A happy solstice to all and may all your troubles be able to be delegated to others, dumped, delayed indefinitely or distanced by virtue of an unforeseen computer glitch.  This may not be the case in one part of the globe.

This grim tale which is bad enough to satisfy any real Scrooge has had some attention but little coverage as a whole and without much in the way of analysis as to the potential.  But the basic story has been coming a long while and it was always the case of where it might happen and who would suffer.

This matters not only to those immediately concerned but all those who either trade or are economically involved with them.  The Wikipedia article on Sao Paulo, in particular the introductory section tells the story of the city.

It is calculated to be the 12th largest City on the planet and so a full  scale example of the urbanisation that has occurred in the last century.  It is the kind of human and economic entity that many of the world and EU leaders and in UK politics and government see as the model for all our futures.

The worst may be avoided in this case, if the rains come and/or the authorities work together to put in place the systems, reforms and investment needed to ensure water supplies.  Their basic problem is how much increase will be needed and its costs.
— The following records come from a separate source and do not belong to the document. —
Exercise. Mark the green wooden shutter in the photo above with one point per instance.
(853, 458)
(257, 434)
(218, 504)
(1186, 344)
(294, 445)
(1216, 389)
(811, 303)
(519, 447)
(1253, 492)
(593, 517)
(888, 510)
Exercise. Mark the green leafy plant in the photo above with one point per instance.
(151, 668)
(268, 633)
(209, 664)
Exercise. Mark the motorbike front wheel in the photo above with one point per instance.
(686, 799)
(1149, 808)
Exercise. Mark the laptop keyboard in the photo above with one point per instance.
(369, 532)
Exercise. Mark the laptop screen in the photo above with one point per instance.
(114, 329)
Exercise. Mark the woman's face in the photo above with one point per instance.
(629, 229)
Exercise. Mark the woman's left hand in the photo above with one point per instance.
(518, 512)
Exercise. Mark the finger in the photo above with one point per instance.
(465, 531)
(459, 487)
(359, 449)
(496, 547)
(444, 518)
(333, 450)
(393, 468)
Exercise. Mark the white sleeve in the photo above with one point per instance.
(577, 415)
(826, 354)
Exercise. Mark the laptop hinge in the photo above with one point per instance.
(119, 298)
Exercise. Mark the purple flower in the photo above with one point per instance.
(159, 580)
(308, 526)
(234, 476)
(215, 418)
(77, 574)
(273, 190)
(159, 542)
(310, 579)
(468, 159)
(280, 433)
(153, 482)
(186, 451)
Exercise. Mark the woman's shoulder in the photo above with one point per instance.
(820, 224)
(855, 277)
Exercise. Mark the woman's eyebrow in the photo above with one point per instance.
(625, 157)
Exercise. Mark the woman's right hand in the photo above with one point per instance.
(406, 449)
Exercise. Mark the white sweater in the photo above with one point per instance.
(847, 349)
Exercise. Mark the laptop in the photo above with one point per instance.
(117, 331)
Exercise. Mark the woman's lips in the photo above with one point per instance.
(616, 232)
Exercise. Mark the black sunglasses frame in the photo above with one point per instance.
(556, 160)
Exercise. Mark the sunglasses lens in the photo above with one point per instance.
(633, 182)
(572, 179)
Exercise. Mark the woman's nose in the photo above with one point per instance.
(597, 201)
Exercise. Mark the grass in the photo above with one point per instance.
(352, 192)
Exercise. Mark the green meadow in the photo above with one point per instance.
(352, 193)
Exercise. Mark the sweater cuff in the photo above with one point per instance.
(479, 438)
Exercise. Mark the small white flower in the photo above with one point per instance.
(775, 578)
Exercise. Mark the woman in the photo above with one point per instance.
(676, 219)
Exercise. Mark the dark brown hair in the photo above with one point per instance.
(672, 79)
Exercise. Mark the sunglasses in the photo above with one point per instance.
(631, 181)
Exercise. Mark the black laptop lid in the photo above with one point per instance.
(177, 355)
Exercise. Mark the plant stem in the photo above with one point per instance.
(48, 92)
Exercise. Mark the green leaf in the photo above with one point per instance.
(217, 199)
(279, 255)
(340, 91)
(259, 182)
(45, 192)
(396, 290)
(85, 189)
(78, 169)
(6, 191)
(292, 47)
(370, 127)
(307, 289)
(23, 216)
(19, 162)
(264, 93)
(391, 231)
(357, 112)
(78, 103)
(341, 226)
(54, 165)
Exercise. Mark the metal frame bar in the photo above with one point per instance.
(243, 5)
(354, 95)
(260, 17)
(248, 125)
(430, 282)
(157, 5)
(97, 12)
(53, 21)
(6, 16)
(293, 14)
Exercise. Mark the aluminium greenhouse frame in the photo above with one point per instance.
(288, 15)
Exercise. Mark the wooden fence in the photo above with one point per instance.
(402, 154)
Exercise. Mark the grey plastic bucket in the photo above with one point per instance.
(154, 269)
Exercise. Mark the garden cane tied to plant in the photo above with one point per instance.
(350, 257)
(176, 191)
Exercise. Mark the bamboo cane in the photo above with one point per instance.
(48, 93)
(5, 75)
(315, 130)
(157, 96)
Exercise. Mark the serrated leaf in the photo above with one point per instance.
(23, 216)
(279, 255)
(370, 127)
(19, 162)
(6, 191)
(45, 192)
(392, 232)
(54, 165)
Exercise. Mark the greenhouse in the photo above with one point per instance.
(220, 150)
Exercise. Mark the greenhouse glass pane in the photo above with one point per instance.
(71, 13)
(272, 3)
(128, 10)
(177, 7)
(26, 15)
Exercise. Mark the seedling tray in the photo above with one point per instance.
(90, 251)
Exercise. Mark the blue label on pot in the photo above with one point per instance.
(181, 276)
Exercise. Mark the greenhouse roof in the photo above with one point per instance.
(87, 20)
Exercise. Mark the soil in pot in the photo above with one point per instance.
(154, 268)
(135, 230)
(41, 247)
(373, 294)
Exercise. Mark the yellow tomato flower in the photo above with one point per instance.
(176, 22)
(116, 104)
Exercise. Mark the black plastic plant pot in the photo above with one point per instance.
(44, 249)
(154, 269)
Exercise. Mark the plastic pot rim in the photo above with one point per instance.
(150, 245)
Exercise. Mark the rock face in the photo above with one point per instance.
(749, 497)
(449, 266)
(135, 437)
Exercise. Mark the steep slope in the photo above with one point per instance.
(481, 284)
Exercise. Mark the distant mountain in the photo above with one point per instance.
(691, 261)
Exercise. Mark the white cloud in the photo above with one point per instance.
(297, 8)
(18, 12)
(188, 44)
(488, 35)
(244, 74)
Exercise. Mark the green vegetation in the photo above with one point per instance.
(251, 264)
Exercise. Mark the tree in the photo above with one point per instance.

For many the obvious answer might be the apparently easy one of desalination.  But this is costly and while possible in some cases may not be either enough or affordable for mega cities such as Sao Paulo.  Given the rate of expansion it would command a high proportion of social investment.

Sao Paulo cannot stand still and have a pause for recovery.  If it continues to grow it is going to take major efforts to enable it to do so and beyond the experience of other places.

If it does not grow and contracts, then it depends on what sort of contraction and how it is managed.  A slow, gentle decline would be one thing, but it means decanting expansion to other places.  A fast one would be difficult to control with serious problems.

So the risk could be a major collapse.  It would be bigger, nastier and more unstable than the recent Detroit and other experiences and its influence could be greater in that it would have global effects because an urbanised entity of this extent has a world "footprint".

Whether it would trigger other such collapses is an interesting question.  There was a time when England went from being Roman, with an essentially urban structure at the centre of its economy and governance, to being a warring tribal set of local fiefs.  We call it the Dark Ages.

Certainly, there were communities with their skills and cultures that developed over the centuries following so it was not quite as dark as we once thought.  But it could be nasty, brutish and short.

Historically, there have been other collapses down the millennia in many places and for many reasons.  In some cases there was a recovery, greater or lesser but often in another form, in others it did not happen.  Prediction is not possible.

Here we go again?

1 comment:

  1. No doubt the smart folk will leave and the rest will have to manage as best they can.